Mas aparecem ainda alguns exemplares de aventureiros que com a sua “verve” ou a sua galantaria natural ou sofisticada levam uma vida cheia de imprevistos, de falsas promessas e de faltas de palavra, passando por tremendos sustos e pregando sustos tremendos a incautos papás ou desventurados maridos.
O meu amigo Alípio (o Alípio da Silva, de Mogofores) era um desses exemplares, felizmente já raros. Desde os seus tempos de Coimbra, onde arrastadamente se formara em Direito, que era um conquistador emérito, não lhe escapando nada, desde as populares tricanas até às meninas famílias da melhor sociedade coimbrã.
Contava-se até que para obter a licenciatura tivera de fazer namoro à filha de um lente, em cuja cadeira estava seriamente atrapalhado.
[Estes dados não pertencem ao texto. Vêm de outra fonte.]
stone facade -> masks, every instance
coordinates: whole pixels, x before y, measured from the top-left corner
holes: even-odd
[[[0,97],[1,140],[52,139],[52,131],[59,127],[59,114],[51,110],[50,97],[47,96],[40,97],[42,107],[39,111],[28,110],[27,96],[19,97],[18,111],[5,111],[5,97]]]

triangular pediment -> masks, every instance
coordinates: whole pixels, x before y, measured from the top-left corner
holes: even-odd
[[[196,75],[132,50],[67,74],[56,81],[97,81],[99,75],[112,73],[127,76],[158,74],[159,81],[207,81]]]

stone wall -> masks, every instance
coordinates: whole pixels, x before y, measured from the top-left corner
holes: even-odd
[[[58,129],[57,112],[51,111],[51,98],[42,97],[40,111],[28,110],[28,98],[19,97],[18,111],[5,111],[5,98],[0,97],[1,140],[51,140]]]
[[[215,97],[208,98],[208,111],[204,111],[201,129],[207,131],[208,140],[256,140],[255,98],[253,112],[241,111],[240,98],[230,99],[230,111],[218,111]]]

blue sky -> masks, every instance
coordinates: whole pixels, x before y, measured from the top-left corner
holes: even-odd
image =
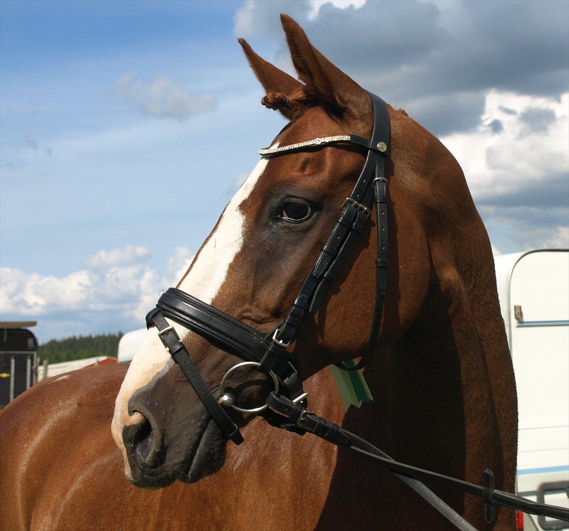
[[[2,318],[142,325],[282,126],[236,40],[291,71],[280,12],[441,138],[497,250],[567,246],[567,6],[2,2]]]

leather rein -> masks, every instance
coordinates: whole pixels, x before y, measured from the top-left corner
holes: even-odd
[[[483,485],[431,472],[398,462],[373,445],[332,422],[307,410],[306,393],[298,375],[299,359],[287,348],[296,336],[306,312],[315,313],[326,291],[341,270],[359,235],[371,217],[372,203],[377,214],[377,258],[376,301],[368,346],[360,361],[354,366],[338,366],[346,371],[361,368],[377,347],[383,316],[387,268],[387,181],[385,176],[385,160],[389,153],[390,126],[387,106],[380,98],[369,93],[373,108],[373,130],[370,140],[356,135],[340,135],[259,150],[265,157],[273,157],[320,149],[338,144],[351,144],[367,150],[361,173],[350,196],[346,198],[332,232],[322,248],[298,297],[284,319],[269,334],[245,325],[191,295],[171,288],[160,297],[156,308],[146,316],[148,327],[155,326],[158,337],[174,361],[180,366],[224,437],[236,444],[243,441],[239,428],[228,414],[233,408],[241,412],[258,412],[271,426],[284,428],[300,435],[309,432],[333,444],[344,446],[374,460],[394,472],[419,496],[457,529],[475,530],[468,522],[447,505],[421,480],[450,485],[484,501],[487,522],[496,516],[496,505],[501,505],[534,515],[569,521],[569,510],[537,503],[494,487],[492,471],[483,471]],[[224,375],[218,398],[210,391],[196,368],[176,330],[166,320],[170,319],[207,339],[215,347],[243,361]],[[269,376],[274,385],[265,404],[245,409],[235,403],[233,396],[225,392],[228,376],[242,366],[254,367]]]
A pequena estava passadona, já na casa dos trinta, não devia nada à formosura e suspirava constantemente por um casamento. Foi no baile de gala das festas da queima das fitas que o Alípio se atirou descaradamente à filha do professor, a ponto de lhe pôr a cabeça à roda. Devia acabar o curso nesse ano, mas na cadeira do pai da rapariga, o mais certo era apanhar uma valente reprovação se não se decidisse a estudar a valer. Mas como já não havia muito tempo nem muita vontade de estudar, o Alípio pretendia resolver a situação, fazendo uma corte cerrada à filha do Mestre.
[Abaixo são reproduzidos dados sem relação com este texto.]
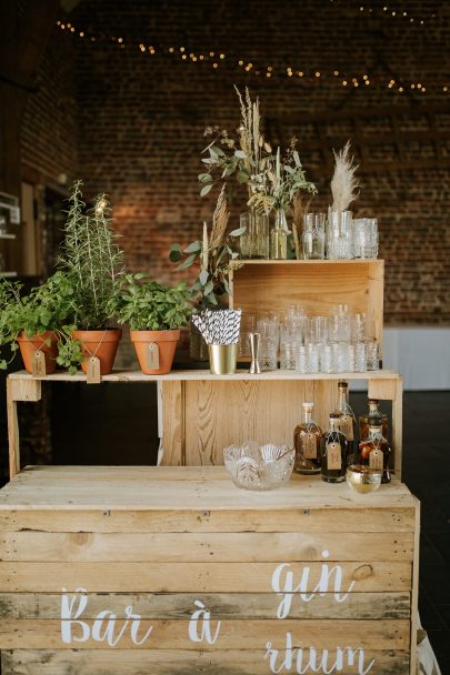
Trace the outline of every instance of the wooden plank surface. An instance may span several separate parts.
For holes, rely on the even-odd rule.
[[[33,377],[27,371],[18,371],[8,375],[9,379],[23,380],[29,382],[36,381],[49,381],[49,382],[86,382],[86,375],[80,371],[74,375],[70,375],[67,372],[57,372],[51,375],[42,375],[41,377]],[[109,375],[103,375],[103,382],[173,382],[173,381],[239,381],[239,380],[251,380],[251,381],[263,381],[263,380],[332,380],[338,382],[339,380],[373,380],[373,379],[397,379],[399,374],[394,371],[378,370],[378,371],[366,371],[363,373],[312,373],[303,375],[296,371],[287,371],[278,369],[276,371],[268,371],[260,373],[259,375],[249,375],[249,370],[241,369],[233,375],[212,375],[209,370],[174,370],[167,375],[144,375],[141,371],[113,371]],[[22,400],[22,399],[18,399]],[[30,400],[30,399],[24,399]]]
[[[84,533],[7,532],[0,561],[270,562],[411,561],[414,535],[400,533]]]
[[[166,472],[166,473],[163,473]],[[188,480],[187,480],[188,478]],[[330,485],[320,476],[293,474],[270,492],[240,490],[222,466],[192,467],[31,467],[0,491],[0,516],[8,511],[87,508],[123,511],[268,511],[313,508],[416,508],[406,485],[393,481],[377,492],[360,495],[347,483]],[[61,513],[54,515],[61,516]],[[333,514],[339,518],[339,512]],[[268,520],[270,517],[268,516]],[[366,521],[370,518],[367,517]],[[370,530],[370,523],[367,523]],[[8,527],[7,527],[8,530]],[[293,528],[301,530],[300,523]],[[368,530],[368,531],[369,531]]]
[[[62,587],[90,592],[266,593],[277,563],[0,563],[0,591],[51,593]],[[319,583],[322,564],[308,562],[307,590]],[[409,591],[411,563],[341,562],[342,587],[359,592]],[[303,565],[289,566],[300,583]]]
[[[17,649],[2,652],[2,675],[268,675],[269,663],[266,645],[251,649]],[[307,653],[308,654],[308,653]],[[371,675],[407,675],[407,651],[366,652],[366,664],[374,659]],[[307,656],[304,658],[307,662]],[[330,658],[330,663],[332,659]],[[293,671],[291,671],[293,672]],[[317,673],[310,668],[306,675]],[[358,658],[352,666],[346,665],[346,675],[357,675]]]
[[[110,649],[107,642],[98,642],[91,637],[86,642],[63,643],[61,639],[61,621],[53,619],[11,619],[0,624],[0,648],[19,649],[27,644],[37,649],[71,649],[92,648]],[[141,646],[134,645],[130,632],[126,632],[120,641],[123,649],[150,647],[159,649],[196,649],[198,643],[191,642],[187,622],[182,619],[142,619],[139,635],[143,635],[153,626],[148,642]],[[296,647],[317,649],[336,649],[349,643],[357,644],[363,649],[408,649],[410,639],[410,622],[406,619],[387,621],[310,621],[310,619],[223,619],[220,628],[220,645],[201,643],[202,651],[222,649],[257,649],[267,638],[272,643],[286,643],[286,634],[292,634]],[[73,634],[80,629],[73,626]],[[116,671],[117,672],[117,671]]]
[[[0,532],[412,532],[414,511],[403,506],[372,508],[359,517],[354,508],[291,507],[270,513],[262,508],[230,511],[157,511],[99,507],[56,510],[0,510]]]
[[[142,618],[190,619],[197,593],[89,593],[83,617],[96,618],[106,607],[118,618],[126,607]],[[202,603],[216,619],[273,618],[280,598],[274,593],[203,593]],[[292,602],[291,618],[409,618],[407,592],[350,593],[344,603],[334,602],[332,593],[316,595],[311,602]],[[0,618],[61,618],[61,594],[1,593]]]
Depois do baile de gala em que durante toda a noite só dançou com a Rosinha, a filha do professor, não mais deixou de a procurar e de entrar em contacto com ela por todos os meios ao seu alcance - eram telefonemas constantes para casa, encontros provocados na Baixa, uma ou outra matiné no Avenida, à socapa, com a condescendência da mãmã que, em virtude dos longos suspiros da filha, ansiava por a ver casada.
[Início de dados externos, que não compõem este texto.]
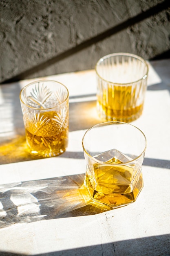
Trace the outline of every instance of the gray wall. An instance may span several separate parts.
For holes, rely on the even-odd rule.
[[[1,0],[0,83],[93,68],[129,52],[169,57],[170,0]]]

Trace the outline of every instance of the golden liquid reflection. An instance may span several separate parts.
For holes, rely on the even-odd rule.
[[[84,178],[81,174],[1,185],[0,228],[111,209],[91,200]]]
[[[0,164],[37,159],[29,153],[25,135],[18,135],[0,144]]]

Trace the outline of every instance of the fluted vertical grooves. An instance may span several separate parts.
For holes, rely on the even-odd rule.
[[[96,66],[97,107],[107,121],[131,121],[142,113],[148,67],[134,54],[109,54]]]

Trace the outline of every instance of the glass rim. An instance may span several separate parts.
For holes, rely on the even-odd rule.
[[[105,60],[106,58],[110,58],[110,57],[114,56],[121,56],[132,57],[135,58],[137,59],[140,60],[141,62],[144,63],[146,65],[146,72],[144,75],[142,77],[141,77],[141,78],[139,79],[137,79],[137,80],[132,81],[132,82],[130,82],[129,83],[115,83],[114,82],[110,81],[109,80],[107,80],[104,79],[99,74],[97,70],[97,67],[99,66],[99,65],[100,64],[100,63],[102,63],[102,61],[103,61],[104,60]],[[102,79],[104,81],[105,81],[105,82],[109,83],[110,83],[113,85],[113,84],[121,86],[121,85],[127,85],[131,84],[134,83],[137,83],[138,82],[139,82],[141,80],[146,79],[148,77],[148,73],[149,71],[149,67],[148,67],[148,64],[147,61],[145,61],[144,59],[143,59],[142,58],[141,58],[140,56],[139,56],[138,55],[137,55],[133,54],[128,53],[127,52],[117,52],[117,53],[111,53],[109,54],[107,54],[101,58],[97,62],[96,64],[95,65],[95,70],[96,74],[99,77],[100,79]]]
[[[63,86],[66,89],[66,92],[67,92],[67,97],[66,97],[66,99],[65,99],[65,100],[64,101],[63,101],[62,103],[60,103],[59,104],[58,104],[57,105],[56,105],[55,106],[54,106],[53,107],[52,107],[51,108],[34,108],[33,107],[32,107],[31,106],[30,106],[29,105],[28,105],[27,104],[26,104],[26,103],[25,103],[23,100],[22,97],[22,92],[24,91],[24,90],[25,90],[26,89],[26,88],[27,88],[28,87],[29,87],[29,86],[30,86],[30,85],[31,85],[34,84],[35,84],[37,83],[40,83],[41,82],[53,82],[53,83],[57,83],[57,84],[59,84],[60,85],[62,85],[62,86]],[[49,80],[49,79],[41,79],[41,80],[37,80],[36,81],[34,81],[33,82],[31,82],[31,83],[29,83],[27,85],[25,85],[25,86],[24,86],[24,87],[23,88],[22,88],[22,89],[21,90],[21,91],[20,92],[20,99],[21,101],[21,102],[23,104],[24,104],[25,106],[26,106],[26,107],[29,108],[31,108],[32,109],[35,109],[36,110],[50,110],[50,109],[53,109],[53,108],[56,108],[57,107],[58,107],[59,106],[61,105],[62,104],[63,104],[63,103],[64,103],[64,102],[66,102],[67,101],[67,100],[68,99],[68,98],[69,97],[69,92],[68,92],[68,88],[67,88],[67,87],[64,85],[62,83],[60,83],[60,82],[58,82],[57,81],[55,81],[55,80]]]
[[[90,130],[92,130],[92,129],[93,129],[93,128],[95,128],[95,127],[97,127],[97,126],[102,126],[102,125],[103,125],[104,126],[106,124],[106,125],[115,125],[116,124],[126,124],[126,125],[129,125],[129,126],[131,126],[133,127],[133,128],[135,128],[135,129],[137,129],[139,132],[140,132],[143,135],[145,141],[145,146],[144,148],[144,149],[142,151],[142,152],[141,152],[141,154],[140,154],[140,155],[138,156],[137,156],[137,157],[135,157],[134,159],[132,159],[132,160],[131,160],[130,161],[127,161],[126,162],[125,162],[124,163],[121,163],[120,164],[105,164],[105,162],[102,161],[100,161],[99,160],[98,160],[97,159],[96,159],[96,158],[95,158],[95,157],[94,157],[91,156],[90,154],[89,154],[87,151],[86,151],[86,149],[85,148],[84,145],[84,137],[86,136],[86,135],[87,134],[87,132],[89,132]],[[138,128],[138,127],[137,127],[137,126],[135,126],[131,124],[129,124],[128,123],[125,123],[124,122],[119,122],[118,121],[108,121],[106,122],[103,122],[102,123],[99,123],[99,124],[95,124],[94,126],[92,126],[90,128],[89,128],[89,129],[88,129],[85,132],[84,135],[83,135],[83,138],[82,139],[82,146],[83,147],[83,150],[84,151],[84,152],[85,152],[86,154],[86,155],[87,155],[88,157],[89,157],[91,159],[93,159],[93,161],[94,161],[95,162],[97,162],[97,163],[98,163],[99,164],[102,164],[103,165],[104,164],[106,164],[107,166],[117,166],[118,165],[122,165],[124,164],[131,164],[133,162],[134,162],[134,161],[137,161],[138,159],[139,159],[139,158],[140,158],[140,157],[143,155],[144,155],[144,154],[145,153],[145,152],[146,150],[146,148],[147,148],[147,141],[146,139],[146,137],[144,134],[144,133],[142,132],[142,130],[141,130],[139,128]]]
Ao terceiro encontro o Alípio falou-lhe muito a sério no casamento. Devia formar-se nesse ano. Daria com isso um enorme contentamento ao pai cuja maior ambição era vê-lo formado. O pai que felizmente possuía abastada fortuna não lhe faltaria com os meios necessários para se instalar na vida. Não sabia ainda se abriria banca de advogado ou se concorreria à magistratura ou ao notariado. Depois casaria. Tinha levado tempo de mais para acabar o curso e não queria sobrecarregar o pai com mais anos perdidos. Reconhecia que tinha feito muitas asneiras em Coimbra, perdera estupidamente muitos anos, mas agora estava disposto a recuperar. Se perdesse mais um ano, o pai teria um grande desgosto e era capaz de lhe cortar a mesada. Seria uma fatalidade e o pior é que ele não se sentia bem preparado, especialmente na cadeira regida pelo pai da Rosinha. E ela bem sabia que o pai era exigente! Que desculpasse, mas a malta chamava-lhe “a fera”, como ela devia bem saber...
A Rosinha sorria e dizia que não era tanto assim. O pai era muito compreensivo, mesmo bondoso. Se era exigente, era por dever do cargo. Ele devia compreender...
Alípio arriscou:
- Se tu pedisses ao papá por mim...
Mas logo num fingido arrependimento:
- Não, não faças isso. Ele poderia interpretar mal. Sempre tenho cada idéia... Sim, se me lembrei disso não era por egoísmo, era a pensar no futuro, pois quanto mais depressa se formasse, mais cedo se casariam, o que era agora a sua maior ambição...
A Rosinha, comovida, com os olhos marejados de lágrimas, olhava-o ternamente e não respondeu. Mas no seu íntimo decidiu-se a pedir ao pai por ele, pois revelando sentimentos tão puros bem o merecia.
À noite contou tudo à mamã, incluindo a conveniência de o Alípio acabar o curso e os apuros em que estava na cadeira do papá. Ambas se decidiram a fazer o pedido ao austero professor na melhor oportunidade. Era também preciso que o rapaz falasse ao pai no namoro e se regularizasse a situação. A altura não era má, pois a Rosinha fazia anos daí a dias e convidá-lo-iam para um chá. A mamã previamente poria o marido ao corrente do que se passava com a filha. Quanto ao resto, seria também com ela...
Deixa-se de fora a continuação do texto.